The molecular identity of I_to in canine and human adult ventricle is thought to be due to Kv4.3 and KChIP2, although K_v1.4 shows considerable expression in endocardial cells and in Purkinje fibers [8]. Several studies suggest that K_v4.3 levels are uniform throughout the canine and human adult ventricle and that a transmural gradient in I_to expression is due largely to a gradient in KChIP2 [15,16]. KChIP2 interacts with K_V4.3 channels resulting in increased peak K_V4.3 current density as well as accelerated recovery from inactivation.

The slow recovery of I_to in hiPSC-CM cells in the present study (Fig. 3C and Fig. 4) as compared with much faster I_to recovery in human ventricular Epi cells [7] suggests that the molecular composition of this current differs from that of human adult Epi ventricular myocytes. Nabauer et al. [39] showed that human endocardial and epicardial I_to recovery is a double exponential function. However, in the endocardial cells the slow recovery dominates (96%) and in the epicardial cells the fast recovery dominates (89%). Our cells show some characteristics of endocardial I_to, recovering with the time constant similar to the slow time constant obtained in the human endocardial cells, while the fast component of recovery is rather small and its amplitude is statistically not significantly different from zero.

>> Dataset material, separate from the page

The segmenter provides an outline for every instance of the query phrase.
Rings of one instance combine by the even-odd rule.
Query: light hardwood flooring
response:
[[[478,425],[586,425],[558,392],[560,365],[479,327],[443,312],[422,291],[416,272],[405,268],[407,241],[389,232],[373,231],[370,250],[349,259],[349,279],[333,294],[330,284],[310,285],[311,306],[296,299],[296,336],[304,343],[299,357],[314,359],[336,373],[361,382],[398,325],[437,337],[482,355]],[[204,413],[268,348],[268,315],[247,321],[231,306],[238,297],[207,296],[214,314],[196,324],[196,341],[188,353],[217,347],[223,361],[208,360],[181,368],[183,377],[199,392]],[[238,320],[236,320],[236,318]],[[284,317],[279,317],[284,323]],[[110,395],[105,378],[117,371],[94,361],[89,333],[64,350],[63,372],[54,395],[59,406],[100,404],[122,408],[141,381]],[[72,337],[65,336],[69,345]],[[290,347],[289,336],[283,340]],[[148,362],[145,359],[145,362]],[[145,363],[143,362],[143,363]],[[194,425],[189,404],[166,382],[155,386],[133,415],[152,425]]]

For that reason we chose to describe and simulate I_to found in hiPSC-CM as a slow inactivating and slow recovering current ignoring the small fast component. A greater expression of Kv1.4 and low expression of KChIP2 underlies the slow recovery of I_to in endocardial cells and our finding of relatively high expression of Kv1.4 vs. Kv4.3 is consistent with these electrophysiologic characteristics of I_to in our iPSC-CM. The precise stoichiometry of the alpha and beta subunits responsible for the I_to in hiPSC-CM remains to be elucidated.

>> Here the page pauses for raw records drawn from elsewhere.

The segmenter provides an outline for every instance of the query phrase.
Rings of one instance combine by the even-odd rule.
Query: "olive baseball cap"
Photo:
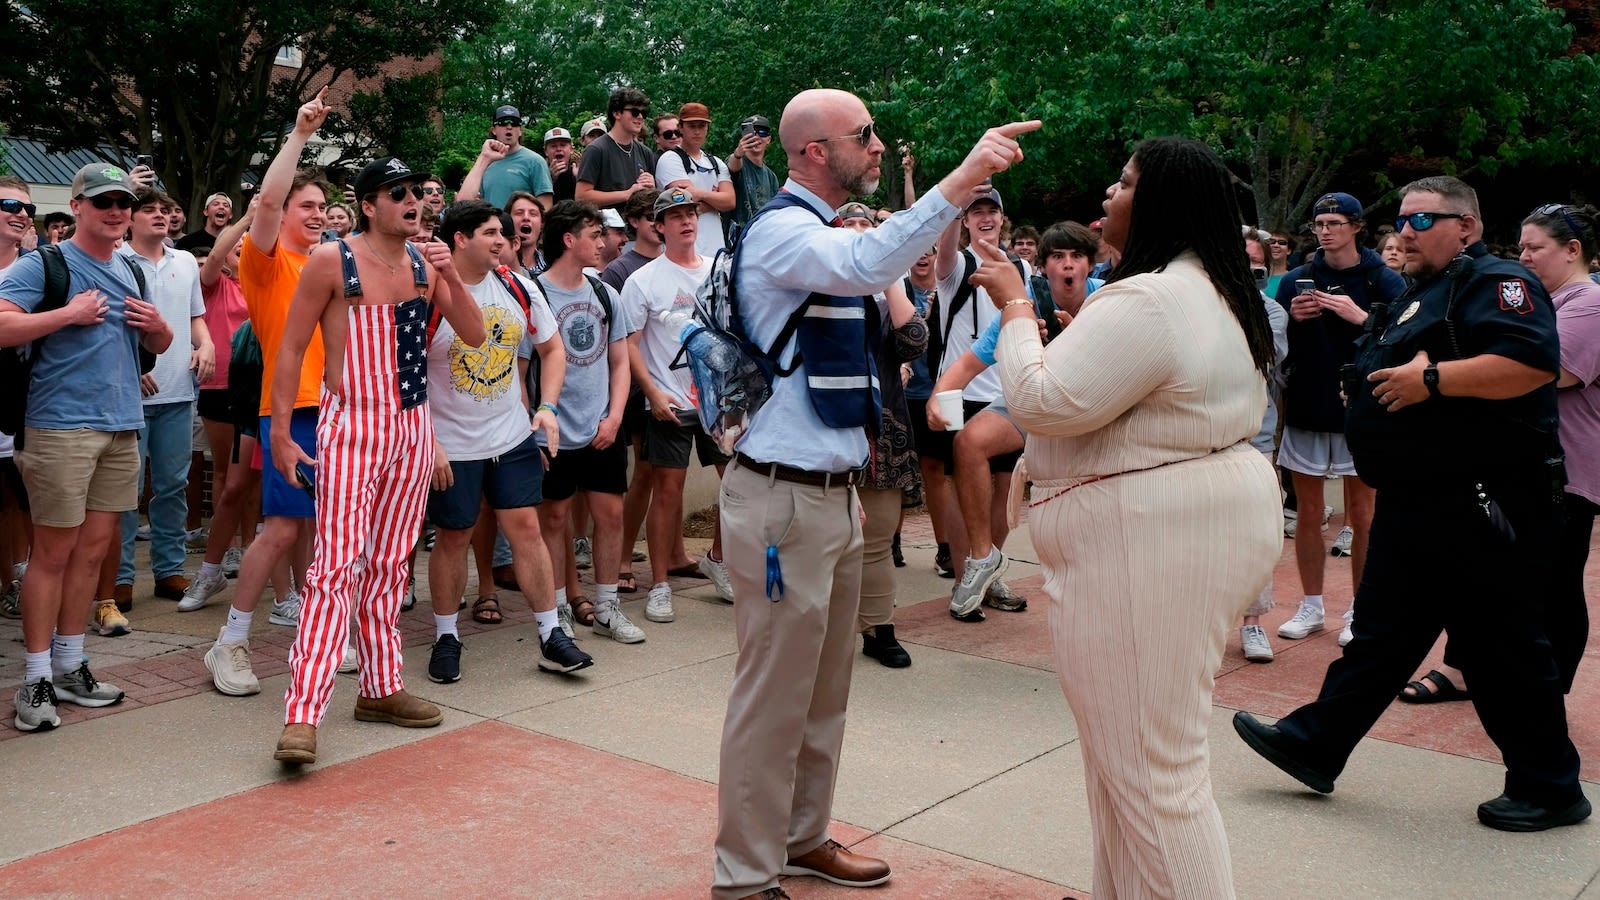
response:
[[[130,197],[137,196],[128,173],[111,163],[90,163],[72,176],[72,196],[98,197],[121,191]]]
[[[655,212],[656,218],[659,219],[661,217],[661,214],[666,212],[669,209],[673,209],[673,208],[679,207],[679,206],[694,206],[694,205],[695,205],[695,199],[694,199],[694,195],[693,194],[689,193],[688,191],[684,190],[683,188],[676,188],[676,187],[675,188],[667,188],[666,190],[661,192],[661,196],[656,198],[656,207],[655,207],[654,212]]]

4.3. Physiological role of I_to in stem cells

Our study demonstrates that I_to is present in hiPSC-CM but that its functional role at physiological rates is small due to depolarized MDP and slow upstroke velocity. The slow recovery of I_to from inactivation in hiPSC-CM further reduces the available levels of this current. Our experimental studies clearly demonstrate that inhibition of I_K1 in adult ventricular myocardium results in AP morphologies resembling hiPSC-CM. Our findings suggest that future studies should be directed at enhancing I_K1 and I_to in an effort to generate hiPSC-CM that display more mature ventricular electrophysiological phenotypes. Once this goal is achieved, the potential of hiPSC-CM for safety pharmacology or for cell replacement therapy and heart regeneration may be expanded. The ability to recapitulate a mature adult phenotype is also critical to development of hiPSC-CM as human models of inherited cardiac arrhythmias syndromes, particularly Brugada and early repolarization syndromes in which I_to is believed to be pivotal in generating the disease phenotype.

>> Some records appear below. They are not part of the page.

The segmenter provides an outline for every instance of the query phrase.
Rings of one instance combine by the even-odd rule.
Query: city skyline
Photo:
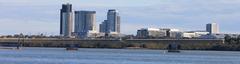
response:
[[[237,0],[201,0],[197,2],[188,0],[138,0],[139,3],[136,4],[134,4],[134,1],[110,1],[113,2],[111,4],[100,2],[96,5],[94,3],[99,2],[97,0],[70,1],[70,3],[73,4],[75,10],[97,11],[97,26],[106,19],[106,10],[119,10],[122,17],[121,32],[123,34],[136,34],[137,29],[147,27],[205,30],[205,24],[212,22],[220,25],[221,32],[240,32],[237,28],[237,24],[240,23],[238,19],[240,13],[238,14],[238,9],[236,9],[240,7],[240,1]],[[0,34],[47,32],[57,35],[59,34],[59,9],[63,3],[63,1],[57,0],[0,1],[0,8],[3,9],[0,12]],[[121,5],[123,3],[126,3],[126,5]],[[199,5],[199,7],[191,7],[191,5]],[[6,28],[9,25],[13,26]]]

4.4. Limitation of the study

Previous studies from our group have shown that the biophysical characteristics of I_to vary among adult Purkinje, atrial and ventricular cells [27,28,32,40]. Since hiPSC-CM have been characterized as exhibiting nodal, atrial and ventricular-like phenotypes based on their AP morphology, they are expected to exhibit different I_to characteristics. A detailed correlation of cardiac phenotype based on AP waveforms and I_to was not performed in the current study. Studies are underway to investigate whether different cell-types can be identified, including ventricular-Endo-like and Epi-like, which are known to display contrasting I_to amplitudes, inactivation and recovery kinetics as a consequence of differences in the relative contribution of ancillary subunits to channel function.